For management of autonomic dysfunction, non-pharmacological treatments include increasing salt in the diet, use of compression stockings or an abdominal binder for orthostatic hypotension, elevation of the head of the bed during sleep to promote vasomotor tone while minimising supine hypertension, and increasing fluid intake and fibre in the diet for constipation. Dopaminergic drugs and atypical antipsychotics can exacerbate orthostatic hypotension; dose decreases are sometimes needed. Antihypertensive drugs can be withdrawn. Cholinergic stimulation in the gut from acetylcholinesterase inhibitors, which can cause diarrhoea in some patients, can ameliorate constipation in patients with Lewy body disease. Many drugs prescribed for urinary incontinence have anticholinergic activity and the potential benefit needs to be weighed against risk of cognitive worsening and delirium.

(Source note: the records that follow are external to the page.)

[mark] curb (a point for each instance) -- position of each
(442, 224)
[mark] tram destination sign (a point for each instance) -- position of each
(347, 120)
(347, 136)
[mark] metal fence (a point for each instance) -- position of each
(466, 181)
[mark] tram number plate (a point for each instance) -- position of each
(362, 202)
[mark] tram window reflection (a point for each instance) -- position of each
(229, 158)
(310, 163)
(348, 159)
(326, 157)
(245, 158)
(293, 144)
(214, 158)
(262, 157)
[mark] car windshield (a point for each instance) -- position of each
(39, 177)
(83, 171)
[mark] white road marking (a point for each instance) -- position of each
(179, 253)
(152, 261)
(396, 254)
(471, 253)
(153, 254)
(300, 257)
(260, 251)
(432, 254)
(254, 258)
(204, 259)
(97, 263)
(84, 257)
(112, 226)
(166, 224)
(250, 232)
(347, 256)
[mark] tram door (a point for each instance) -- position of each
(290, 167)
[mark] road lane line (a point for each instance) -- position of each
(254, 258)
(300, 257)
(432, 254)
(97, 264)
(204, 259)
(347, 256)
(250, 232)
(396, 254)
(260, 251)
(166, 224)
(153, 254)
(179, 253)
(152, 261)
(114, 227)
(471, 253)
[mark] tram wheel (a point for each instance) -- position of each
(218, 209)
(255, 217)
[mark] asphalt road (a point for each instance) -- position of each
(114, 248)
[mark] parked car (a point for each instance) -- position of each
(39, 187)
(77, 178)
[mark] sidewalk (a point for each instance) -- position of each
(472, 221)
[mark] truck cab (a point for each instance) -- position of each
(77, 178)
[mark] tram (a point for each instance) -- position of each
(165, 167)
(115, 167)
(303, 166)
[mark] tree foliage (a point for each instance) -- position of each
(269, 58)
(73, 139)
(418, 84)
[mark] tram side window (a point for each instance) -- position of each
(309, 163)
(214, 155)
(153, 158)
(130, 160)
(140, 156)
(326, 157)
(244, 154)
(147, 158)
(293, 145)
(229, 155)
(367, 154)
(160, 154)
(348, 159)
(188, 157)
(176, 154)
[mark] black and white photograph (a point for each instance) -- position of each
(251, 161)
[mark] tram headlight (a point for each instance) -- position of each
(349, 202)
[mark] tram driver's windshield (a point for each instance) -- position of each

Despite no systematic evidence for the use of non-pharmacological strategies, cognitive behavioural therapy is effective for depression in patients with Parkinson’s disease.¹⁵⁵ However, cognitive impairment probably reduces feasibility of this treatment and is an exclusion criterion in many studies. Coping mechanisms for visual hallucinations might help some patients. Education and support to caregivers are important.

Future Research

As for other neurodegenerative disorders, developing new drugs with disease-modifying effects is the most urgent need in Lewy body dementia. Numerous pathways and targets are being explored for Parkinson’s disease and Alzheimer’s disease, and strategies targeting the misfolding of proteins such as tau, amyloid, and α-synuclein are also likely to be relevant for dementia with Lewy bodies and Parkinson’s disease dementia. Modulating α-synuclein toxicity, for example by targeting heat shock proteins^156,157 or by manipulating chaperone-mediated autophagy,¹⁵⁸ are promising strategies. Alternative strategies include potential neuroprotective drugs such as adenosine-receptor blockers, monoamine oxidase inhibitors, antioxidative drugs, nerve growth factor, and stem-cell therapy, and multi-target drugs with neuroprotective and neurorestorative activity.¹⁵⁹ However, several challenges need to be overcome before such strategies can be successfully introduced.¹⁶⁰ Improving diagnosis by developing new biomarkers, better understanding of genetics, clarifying terminology and criteria, and determining protective and risk factors are all important (panel 4).

Conclusions

Our understanding of Lewy body dementias has progressed greatly over the past 10 years. Despite the criticism of the 2005 consensus criteria for their poor sensitivity, they have led to major advances in understanding of dementia with Lewy bodies and refinement of diagnostic accuracy and management. At the same time, the realisation that patients with Parkinson’s disease often develop cognitive deficits and dementia has also led to extensive research efforts and new diagnostic criteria for Parkinson’s disease dementia and MCI-PD. Several challenges remain. Perhaps the next step is for all interested parties to participate in the next international workshop meeting on dementia with Lewy bodies and to also include Parkinson’s disease dementia and develop new consensus criteria for Lewy body dementias that incorporate not only dementia but also the prodromal and preclinical phases of Lewy body dementias.